After Recess: Historical Practice, Textual Ambiguity, and Constitutional Adverse Possession

Abstract

The Supreme Court’s decision last Term in NLRB v Noel Canning contains an especially strong and sustained endorsement of the relevance of historical practice to discerning the Constitution’s distribution of authority between Congress and the President. In interpreting the scope of the Recess Appointments Clause, the Court gave significant attention to how governmental actors had understood and applied the clause throughout history. The Court did so, moreover, as part of a self-conscious approach to constitutional interpretation.

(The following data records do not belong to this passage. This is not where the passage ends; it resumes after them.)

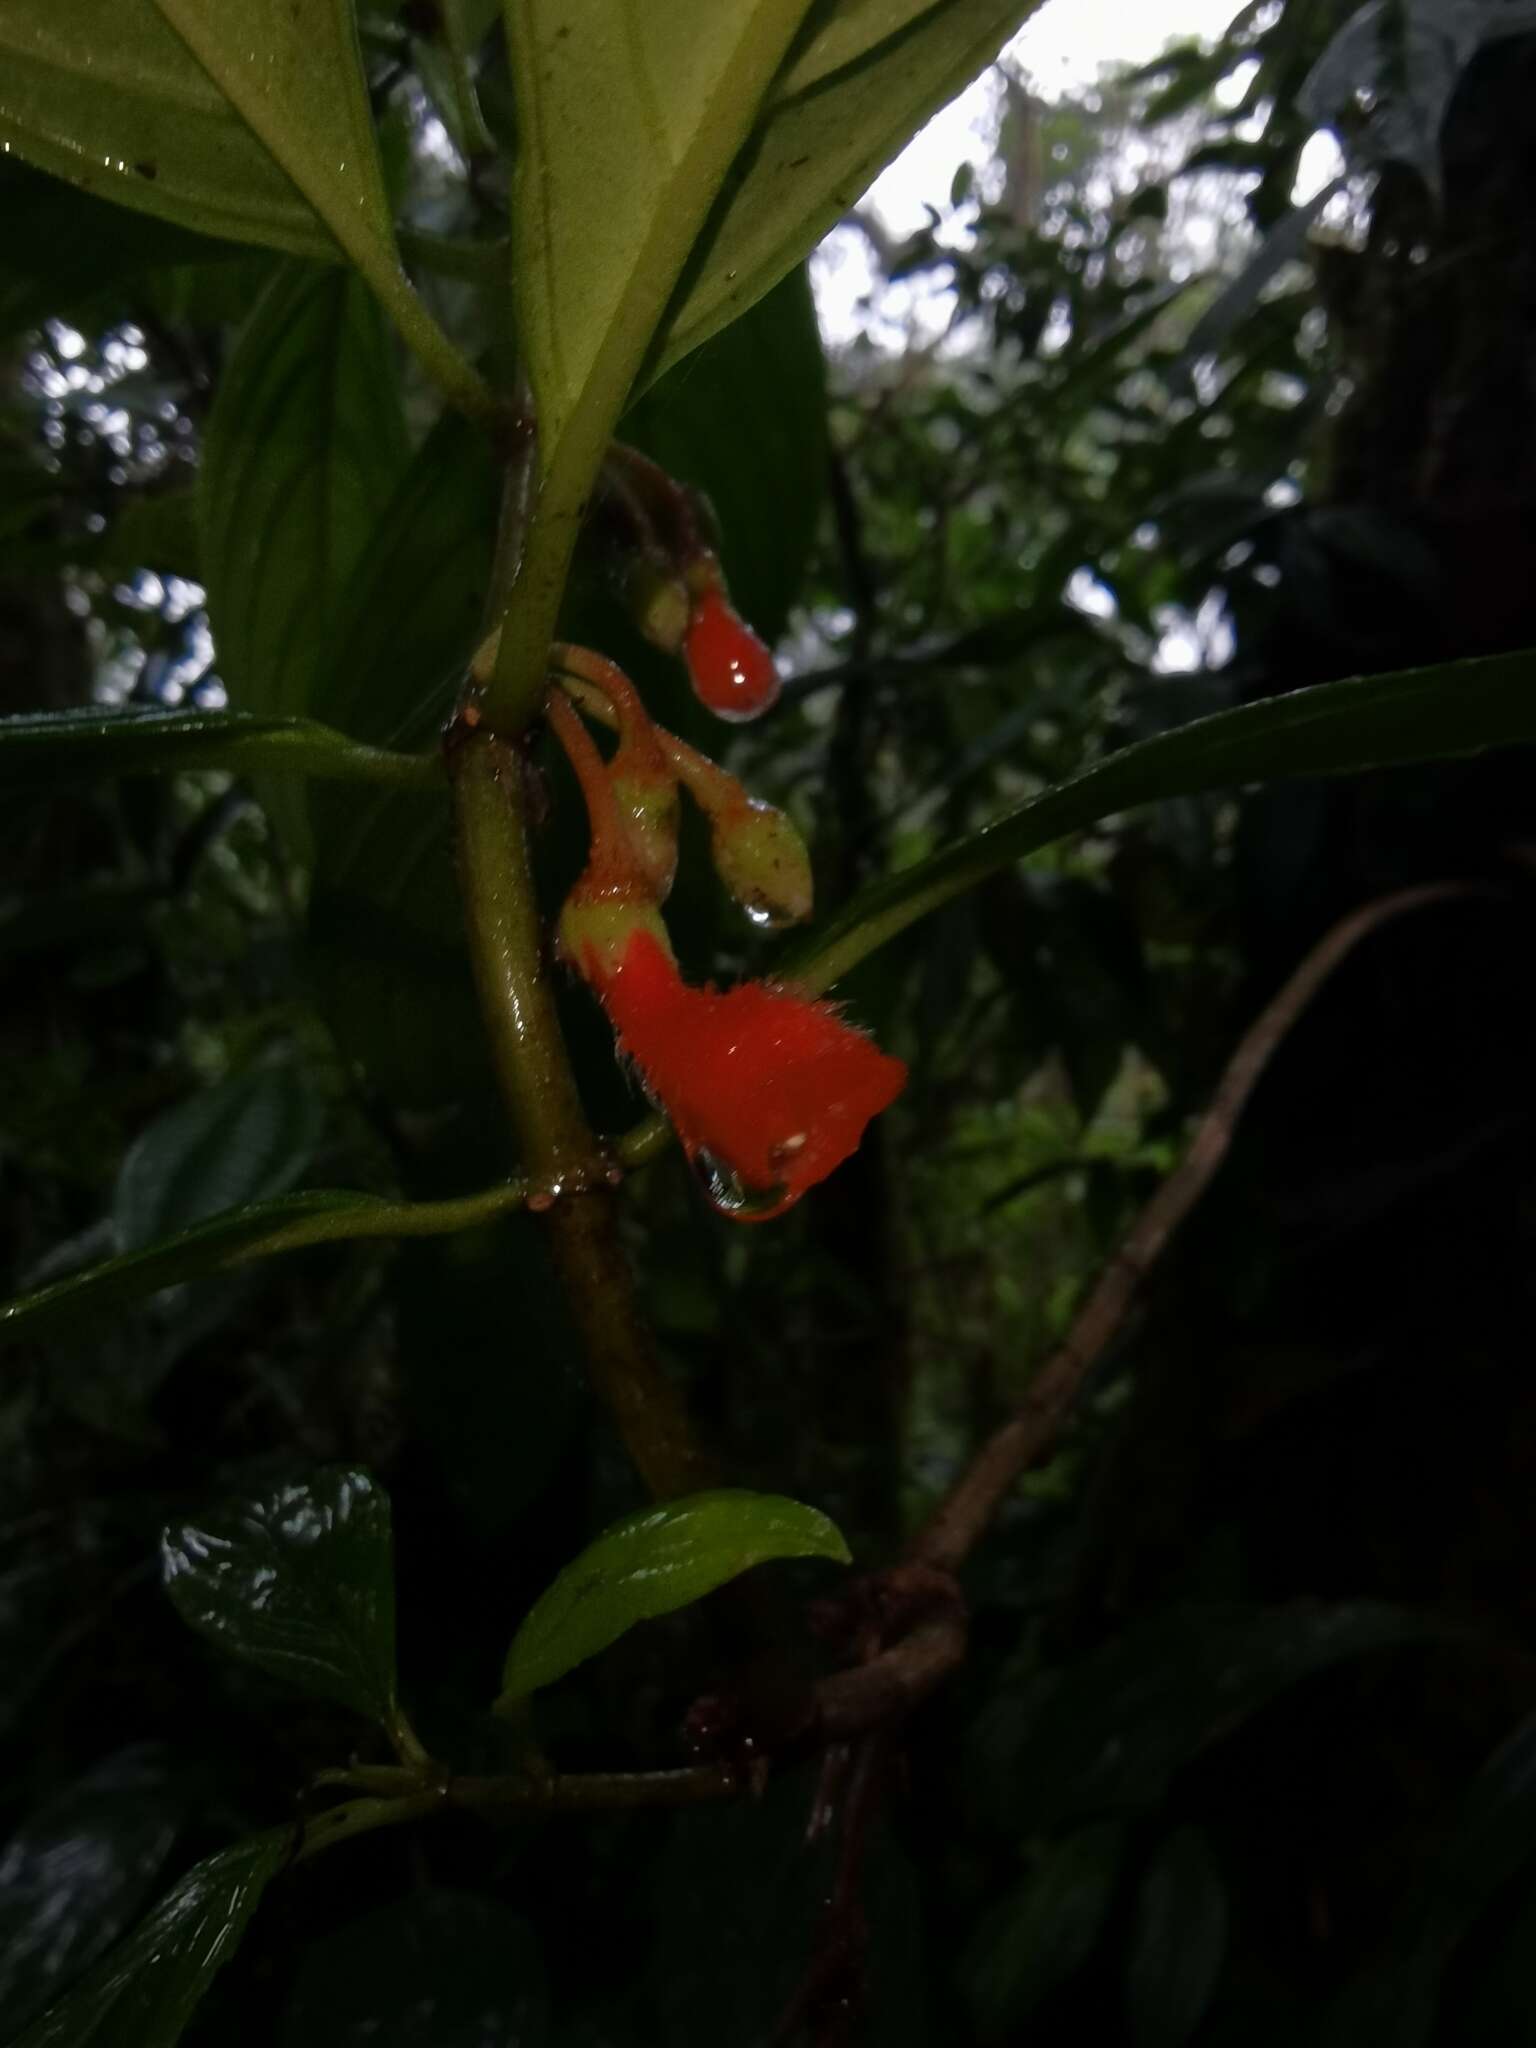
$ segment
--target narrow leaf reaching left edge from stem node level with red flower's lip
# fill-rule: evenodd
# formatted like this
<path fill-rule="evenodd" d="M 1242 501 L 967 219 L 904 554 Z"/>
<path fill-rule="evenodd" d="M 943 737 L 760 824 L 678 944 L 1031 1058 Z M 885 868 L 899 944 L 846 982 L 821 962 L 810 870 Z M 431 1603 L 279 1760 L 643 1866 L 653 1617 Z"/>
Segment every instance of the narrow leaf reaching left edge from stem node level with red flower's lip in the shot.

When construing “constitutional provisions regulating the relationship between Congress and the President,” the Court explained, “great weight” should be given to “‘[l]ong settled and established practice.’” In large part because of the practice, the Court concluded that the Recess Appointments Clause conferred broad recess appointments authority upon the President. The Court invalidated, however, the particular appointments at issue in the case, which in the Court’s view lacked historical support. The Court was unanimous as to the result, but four Justices concurred only in the judgment. Writing a de facto dissent for that group, Justice Scalia objected, first, to the way in which the majority had relied on historical practice. He accepted that “where a governmental practice has been open, widespread, and unchallenged since the early days of the Republic, the practice should guide our interpretation of an ambiguous constitutional provision.” In this case, however, Justice Scalia argued that the relevant text was clear, and that the historical practice relied upon by the majority neither dated to the early days of the Republic nor was uncontested. Justice Scalia also characterized the majority as applying “an adverse-possession theory of executive power,” which he feared would “have the effect of aggrandizing the Presidency beyond its constitutional bounds and undermining respect for the separation of powers.”